Der Völkerbund (1920-1946)

Vom Westfälischen Frieden 1648 bis zum Ersten Weltkrieg hatte Europa versucht, die Hegemonie [Vormachtstellung] einer einzelnen Grossmacht durch ein Gleichgewicht der Mächte und verschiedenste Bündnissysteme zu verhindern. Sowohl zur Zeit Napoleons wie im Ersten Weltkrieg versagte dieses Prinzip. Deshalb stellte US-Präsident Wilson (Nobelpreis 1919) im Jahr 1918 einen 14 Punkte-Plan vor. Unter anderem sollte ein Völkerbund (weltweite überstaatliche Organisation) künftige Kriege verhindern. Kriege wurden nicht mehr als legitime (rechtmässige) Mittel zur Durchsetzung eigener Interessen betrachtet, sondern als Unrecht erklärt. 1928 wurde dieses Prinzip formell im Briand-Kellogg-Pakt [Aristide Briand 1862-1932, franz. Aussenminister und mehrfach Premierminister, Friedensnobelpreis 1926; Frank Billings Kellogg 1856-1937, US-Aussenminister, Friedensnobelpreis 1929] von 54 Staaten (u.a. auch Deutschland) anerkannt.

Ab 1920 wurde einmal jährlich eine Völkerbundsversammlung einberufen, in der jeder Mitgliedsstaat eine Stimme hatte, ein Völkerbundsrat mit den ständigen Mitgliedern Grossbritannien, Frankreich, Italien und Japan, später auch Deutschland und nach dessen Austritt 1933 die UdSSR [Union der sozialistischen Sowjet-Republiken = Selbstbezeichnung Russlands unter der kommunistischen Herrschaft] sowie neun nicht ständigen Mitgliedern tagte häufiger.
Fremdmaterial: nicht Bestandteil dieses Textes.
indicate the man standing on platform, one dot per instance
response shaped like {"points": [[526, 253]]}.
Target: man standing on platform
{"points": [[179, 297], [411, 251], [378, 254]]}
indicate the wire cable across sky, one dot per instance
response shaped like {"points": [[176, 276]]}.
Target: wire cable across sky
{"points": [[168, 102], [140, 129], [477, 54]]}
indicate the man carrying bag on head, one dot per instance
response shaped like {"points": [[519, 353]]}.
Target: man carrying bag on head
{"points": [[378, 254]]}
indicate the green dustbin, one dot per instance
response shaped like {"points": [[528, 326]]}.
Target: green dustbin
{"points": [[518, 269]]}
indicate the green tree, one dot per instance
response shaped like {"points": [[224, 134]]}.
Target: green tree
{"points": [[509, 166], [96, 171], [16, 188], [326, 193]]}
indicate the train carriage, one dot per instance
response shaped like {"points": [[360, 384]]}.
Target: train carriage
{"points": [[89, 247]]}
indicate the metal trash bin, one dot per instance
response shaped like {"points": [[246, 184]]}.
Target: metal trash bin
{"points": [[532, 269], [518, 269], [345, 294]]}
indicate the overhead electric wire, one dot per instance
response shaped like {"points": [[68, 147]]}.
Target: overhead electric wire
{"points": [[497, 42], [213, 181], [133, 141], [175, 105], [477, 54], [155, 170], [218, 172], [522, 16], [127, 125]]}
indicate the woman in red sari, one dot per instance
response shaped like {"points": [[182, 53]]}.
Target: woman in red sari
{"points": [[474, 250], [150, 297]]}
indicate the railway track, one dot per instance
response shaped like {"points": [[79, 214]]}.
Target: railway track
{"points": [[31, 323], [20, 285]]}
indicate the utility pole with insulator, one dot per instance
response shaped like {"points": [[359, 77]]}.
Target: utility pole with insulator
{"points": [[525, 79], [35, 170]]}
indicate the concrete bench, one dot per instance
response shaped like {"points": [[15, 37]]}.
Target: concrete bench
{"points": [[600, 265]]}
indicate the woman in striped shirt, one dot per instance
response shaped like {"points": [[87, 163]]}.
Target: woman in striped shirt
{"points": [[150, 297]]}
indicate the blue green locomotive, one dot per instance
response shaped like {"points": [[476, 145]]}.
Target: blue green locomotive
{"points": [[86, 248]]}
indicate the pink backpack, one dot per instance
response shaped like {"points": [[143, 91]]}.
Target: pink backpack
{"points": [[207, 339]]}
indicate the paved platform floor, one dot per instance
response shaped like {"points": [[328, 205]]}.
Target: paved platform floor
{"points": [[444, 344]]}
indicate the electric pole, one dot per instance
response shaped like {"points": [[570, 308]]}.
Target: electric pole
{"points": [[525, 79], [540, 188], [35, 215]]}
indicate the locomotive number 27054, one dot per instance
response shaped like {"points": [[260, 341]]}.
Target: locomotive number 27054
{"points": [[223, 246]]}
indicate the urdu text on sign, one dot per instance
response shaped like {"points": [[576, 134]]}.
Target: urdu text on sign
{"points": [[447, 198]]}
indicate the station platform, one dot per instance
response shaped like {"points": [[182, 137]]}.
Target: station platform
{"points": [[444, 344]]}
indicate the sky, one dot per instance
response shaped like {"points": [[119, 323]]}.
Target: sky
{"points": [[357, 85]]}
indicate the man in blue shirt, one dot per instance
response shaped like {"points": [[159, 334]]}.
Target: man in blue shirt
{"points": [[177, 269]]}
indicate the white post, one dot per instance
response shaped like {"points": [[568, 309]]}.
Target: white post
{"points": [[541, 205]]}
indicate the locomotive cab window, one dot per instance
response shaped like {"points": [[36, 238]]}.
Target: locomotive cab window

Weil mit wenigen Ausnahmen für Beschlüsse Einstimmigkeit gefordert wurde (wobei sich streitende Parteien der Stimme enthalten mussten), war der Völkerbund vielfach blockiert. Ein ständiges Generalsekretariat mit einem Generalsekretär (Sitz: Genf), der seit 1899 bestehende Internationale Gerichtshof (in Den Haag NL, Schiedsspruch bei Streitigkeiten zwischen Staaten) und das Internationale Arbeitsamt (zur Arbeitsgesetzgebung, Sitz Genf) sowie die Möglichkeit, wirtschaftliche und militärische Sanktionen [Strafmassnahmen] (mit 2/3-Mehrheit) zu beschliessen und Kontrollen zur Einhaltung der Abrüstungsbestimmungen der Pariser Verträge sollten Erhaltung des Friedens und den Schutz nationaler Minderheiten garantieren. Nach einigen erfolgreich geschlichteten Streitfällen in den frühen 1920'er Jahren versagte das System allerdings in den 1930'er Jahren beim Einfall Japans in die Mandschurei (China) 1931, beim Überfall Italiens auf Abessinien (heutiges Äthiopien), beim Angriff der UdSSR auf Finnland und bei der deutschen Wiederaufrüstung unter Hitler. Die USA traten dem Projekt ihres Präsidenten gar nie bei (das Parlament verweigerte ihm die Gefolgschaft), Deutschland trat 1933 aus, Italien 1937, die UdSSR wurde ausgeschlossen und von ursprünglich 63 Mitgliedsstaaten, darunter die Schweiz, traten 13 weitere bis 1939 aus dem Völkerbund aus.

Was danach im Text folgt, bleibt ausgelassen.